Testing of 1200 buildings (including schools) in the 1970-80s found inadequate ventilation (53%), contaminants such as volatile organic compounds released from cleaning agents, fabric dyes and flooring finishes (15%), outdoor air contamination such as pesticides and exhausts entering air intake units (10%), and microbes such as molds and fungi (5%).
Newer energy efficient HVAC systems that reduce the outdoor-indoor air exchange and custodial work involving cleaning product vapors and disturbed dust during work hours add to the problem.
Prevention strategies include:
1) locating air intake units away from pollution sources (e.g. bird droppings on roofs, near traffic exhaust);
2) fresh air intake more than the minimum of 10 cubic feet per minute per person;
3) minimizing moisture in ventilation ducts;
4) humidity control;
5) minimal fabric and carpet which emit organic compounds and collect dust;
6) devices to remove dirt from shoes upon entry;
7) well maintained HVAC system, and
8) careful dusting/vacuuming.
Communication within the organization is also critical to address air quality concerns. If management dismisses reported symptoms as "psychological" and unfounded rather than investigate the complaints, workers will talk among themselves and come to believe a dangerous situation is being covered up; stress will exacerbate symptoms. Open discussion that uncovers the history and pattern of reported problems, including factual and emotional components, provides the basis for proper investigation and remedies.

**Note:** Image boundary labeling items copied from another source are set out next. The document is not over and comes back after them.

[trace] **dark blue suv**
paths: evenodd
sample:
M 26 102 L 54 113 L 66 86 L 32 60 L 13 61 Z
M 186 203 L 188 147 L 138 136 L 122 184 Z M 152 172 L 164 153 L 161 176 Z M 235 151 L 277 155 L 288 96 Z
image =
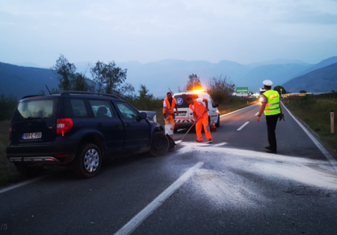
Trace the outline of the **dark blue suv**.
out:
M 162 156 L 169 145 L 146 113 L 117 96 L 85 92 L 23 97 L 10 137 L 7 157 L 21 172 L 65 164 L 84 178 L 96 175 L 104 159 L 147 151 Z

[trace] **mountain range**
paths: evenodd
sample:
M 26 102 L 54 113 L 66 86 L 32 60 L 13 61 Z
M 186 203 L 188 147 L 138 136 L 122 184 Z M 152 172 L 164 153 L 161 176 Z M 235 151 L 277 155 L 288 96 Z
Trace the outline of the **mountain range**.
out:
M 137 61 L 116 63 L 116 65 L 127 70 L 126 82 L 131 84 L 136 91 L 143 84 L 155 96 L 164 97 L 169 90 L 174 93 L 182 90 L 189 75 L 192 73 L 200 78 L 205 87 L 210 78 L 222 75 L 227 76 L 236 87 L 248 87 L 252 92 L 257 92 L 266 79 L 273 81 L 273 86 L 281 85 L 292 92 L 301 90 L 329 92 L 337 90 L 337 56 L 316 64 L 284 59 L 249 65 L 226 60 L 215 64 L 167 59 L 144 64 Z M 77 71 L 86 72 L 86 75 L 90 76 L 88 65 L 93 63 L 74 64 Z M 58 84 L 57 76 L 49 69 L 0 63 L 0 94 L 12 94 L 20 98 L 42 90 L 47 94 L 46 85 L 51 90 L 58 88 Z

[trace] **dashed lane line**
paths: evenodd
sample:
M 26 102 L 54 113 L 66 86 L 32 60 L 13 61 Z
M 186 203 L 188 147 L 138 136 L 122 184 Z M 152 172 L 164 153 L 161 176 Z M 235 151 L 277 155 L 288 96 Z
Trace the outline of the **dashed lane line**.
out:
M 257 104 L 258 104 L 259 103 L 259 102 L 258 102 L 256 103 L 256 104 L 252 104 L 252 105 L 250 105 L 249 106 L 243 108 L 241 109 L 238 109 L 237 110 L 236 110 L 236 111 L 235 111 L 232 112 L 232 113 L 230 113 L 229 114 L 224 114 L 224 115 L 221 115 L 220 117 L 224 117 L 224 116 L 226 116 L 226 115 L 229 115 L 230 114 L 233 114 L 234 113 L 236 113 L 236 112 L 238 112 L 238 111 L 241 111 L 241 110 L 244 110 L 244 109 L 247 109 L 247 108 L 249 108 L 250 107 L 252 107 L 252 106 L 253 106 L 254 105 L 256 105 Z
M 131 234 L 140 225 L 145 219 L 157 208 L 159 207 L 168 197 L 177 190 L 181 185 L 187 181 L 197 170 L 204 164 L 204 163 L 199 162 L 190 168 L 183 175 L 178 179 L 170 186 L 168 188 L 152 202 L 137 214 L 126 224 L 124 225 L 114 235 L 127 235 Z
M 242 128 L 243 128 L 246 126 L 246 125 L 247 125 L 248 123 L 249 123 L 249 121 L 246 122 L 245 124 L 244 124 L 241 126 L 240 126 L 240 128 L 236 130 L 237 131 L 241 131 L 241 130 L 242 130 Z

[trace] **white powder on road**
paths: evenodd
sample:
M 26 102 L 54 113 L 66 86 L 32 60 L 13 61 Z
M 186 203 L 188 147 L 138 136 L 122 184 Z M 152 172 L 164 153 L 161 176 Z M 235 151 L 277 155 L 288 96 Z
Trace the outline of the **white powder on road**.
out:
M 185 147 L 177 153 L 194 151 L 196 156 L 215 160 L 211 169 L 199 169 L 193 177 L 196 189 L 211 201 L 237 206 L 258 206 L 265 201 L 265 196 L 257 184 L 247 181 L 243 175 L 258 176 L 268 182 L 279 181 L 337 190 L 337 172 L 328 162 L 270 154 L 249 150 L 206 147 L 198 143 L 185 143 Z M 200 153 L 200 154 L 198 154 Z M 211 164 L 213 161 L 210 161 Z M 237 172 L 240 172 L 238 174 Z

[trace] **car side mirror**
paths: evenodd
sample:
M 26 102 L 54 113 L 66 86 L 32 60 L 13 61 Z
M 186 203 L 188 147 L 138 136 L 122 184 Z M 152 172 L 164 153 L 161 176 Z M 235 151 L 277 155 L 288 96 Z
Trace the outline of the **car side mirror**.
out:
M 145 112 L 142 112 L 141 113 L 141 118 L 146 119 L 147 118 L 147 115 Z

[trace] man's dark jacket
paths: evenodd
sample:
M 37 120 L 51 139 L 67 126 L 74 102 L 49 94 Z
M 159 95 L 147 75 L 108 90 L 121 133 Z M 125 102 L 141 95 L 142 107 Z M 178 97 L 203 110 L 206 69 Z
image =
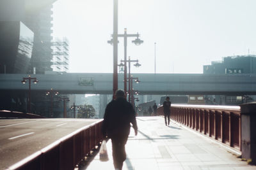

(Anonymous. The indoor air we breathe: a public health problem of the 90s. Public Health Reports 1998;113(5):398-409)
COMMENT: Many schools have poorly designed and/or
maintained ventilation systems and have unrepaired water leaks. These contribute
to poor fresh air exchange, relatively high humidity, and fungal growth. Air
quality is an appropriate topic for the school health advisory council.